Modem network communication systems are generally of either the wired or wireless type. Wireless networks enable communications between two or more nodes using any number of different techniques. Wireless networks rely on different technologies to transport information from one place to another. Several examples, include, for example, networks based on radio frequency (RF), infrared, optical, etc. Wired networks may be constructed using any of several existing technologies, including metallic twisted pair, coaxial, optical fiber, etc.

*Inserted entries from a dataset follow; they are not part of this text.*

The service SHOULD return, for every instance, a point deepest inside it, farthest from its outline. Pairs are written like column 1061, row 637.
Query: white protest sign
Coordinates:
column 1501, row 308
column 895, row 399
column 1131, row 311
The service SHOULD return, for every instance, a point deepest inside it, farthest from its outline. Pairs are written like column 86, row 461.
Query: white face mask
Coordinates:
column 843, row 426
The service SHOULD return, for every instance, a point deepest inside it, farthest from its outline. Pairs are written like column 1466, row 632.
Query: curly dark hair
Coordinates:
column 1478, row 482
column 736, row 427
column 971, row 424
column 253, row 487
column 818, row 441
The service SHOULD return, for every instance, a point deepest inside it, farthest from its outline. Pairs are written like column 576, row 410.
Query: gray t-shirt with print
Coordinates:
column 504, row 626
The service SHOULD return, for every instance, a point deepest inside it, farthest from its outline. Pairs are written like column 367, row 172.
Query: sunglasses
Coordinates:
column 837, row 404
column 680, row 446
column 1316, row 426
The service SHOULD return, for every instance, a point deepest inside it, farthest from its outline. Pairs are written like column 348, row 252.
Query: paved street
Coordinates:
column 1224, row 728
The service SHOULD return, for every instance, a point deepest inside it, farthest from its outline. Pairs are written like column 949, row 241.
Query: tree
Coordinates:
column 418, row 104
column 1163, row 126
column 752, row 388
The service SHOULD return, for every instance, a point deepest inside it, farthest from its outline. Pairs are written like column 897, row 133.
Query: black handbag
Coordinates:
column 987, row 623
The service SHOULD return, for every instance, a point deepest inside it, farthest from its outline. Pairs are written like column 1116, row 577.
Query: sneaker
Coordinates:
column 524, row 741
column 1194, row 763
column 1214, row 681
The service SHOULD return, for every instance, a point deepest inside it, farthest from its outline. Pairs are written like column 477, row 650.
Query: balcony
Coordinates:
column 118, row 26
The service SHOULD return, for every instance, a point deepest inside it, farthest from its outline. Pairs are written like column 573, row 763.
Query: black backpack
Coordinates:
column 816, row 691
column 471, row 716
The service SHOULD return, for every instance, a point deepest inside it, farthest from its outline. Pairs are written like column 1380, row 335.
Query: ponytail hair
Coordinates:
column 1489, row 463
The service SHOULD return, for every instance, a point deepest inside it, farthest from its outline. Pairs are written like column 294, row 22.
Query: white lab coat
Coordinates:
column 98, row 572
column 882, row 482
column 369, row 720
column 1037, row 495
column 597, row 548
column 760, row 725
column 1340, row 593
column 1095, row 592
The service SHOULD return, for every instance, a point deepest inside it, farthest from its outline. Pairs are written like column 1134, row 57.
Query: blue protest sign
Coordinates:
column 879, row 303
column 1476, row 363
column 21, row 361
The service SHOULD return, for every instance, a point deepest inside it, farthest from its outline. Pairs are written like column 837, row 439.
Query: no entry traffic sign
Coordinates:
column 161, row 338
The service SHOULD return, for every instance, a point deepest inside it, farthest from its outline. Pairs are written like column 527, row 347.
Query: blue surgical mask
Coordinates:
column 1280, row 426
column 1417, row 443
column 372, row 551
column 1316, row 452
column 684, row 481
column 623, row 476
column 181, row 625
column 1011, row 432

Communications in a wired network typically occurs between two communication transceivers over a length of cable making up the communications channel. Each communications transceiver comprises a transmitter and receiver components. The receiver component typically comprises one or more cancellers. Several examples of the type of cancellers typically implemented in Ethernet transceivers, especially gigabit Ethernet transceivers include, echo cancellers, near-end crosstalk (NEXT) cancellers, far-end crosstalk cancellers (FEXT), etc.
The deployment of faster and faster networks is increasing at an ever quickening pace. Currently, the world is experiencing a vast deployment of gigabit Ethernet (GE) devices. As the number of installed gigabit Ethernet nodes increases, the need for reliable, comprehensive and user-friendly cable diagnostic tools has become more important than ever. The wide variety of cables, topologies and connectors deployed results in the need for non-intrusive identification and reporting of cable faults. It would be desirable to have a system capable of identifying and characterizing noise sources affecting a link and reporting these noise sources in the event the noise source exceeds a permitted envelope, as defined by the relevant standards.
The ability to gather diagnostics on the cable is particularly useful in the case where physical access to the cable is extremely difficult or impossible. Further, it is desirable to have the cable diagnostics capabilities built into the communications transceiver without requiring significant modification to existing transceivers. One of the impairments commonly encountered in Ethernet networks, especially gigabit Ethernet networks, is FEXT noise.
The estimation of the FEXT impairment is typically performed using residual noise measurements made during the regular operating mode of the system. The noise impairment is calculated using a simple energy calculation. The disadvantage of such a measurement, however, is that the measured noise in actuality comprises a combination of several noise sources, such as thermal noise, NEXT noise, FEXT noise and many others. As a result, isolation of the FEXT noise is not possible or at best is inaccurate.
Another prior art approach to estimating the FEXT noise requires stopping the normal operation of the system and transmitting on adjacent interfering cables (i.e. wire pairs) only, and measuring the noise present on the cable or wire pair under test. A disadvantage of such a system is that the system must be stopped from its regular communication tasks. Further, monitoring and processing need to be performed, preferably by a well-trained technician. While this method achieves the goal of measuring the FEXT noise, the measurement procedure is complex and it interferes with the regular operation of the system. Moreover, stopping the normal operation of the system is not always possible.
Thus, there is a need for a mechanism for detecting and estimating the FEXT impairment in a communications system such as a gigabit Ethernet or DSL system that can be incorporated into a conventional communications transceiver that is efficient and is relatively low cost in terms of hardware requirements.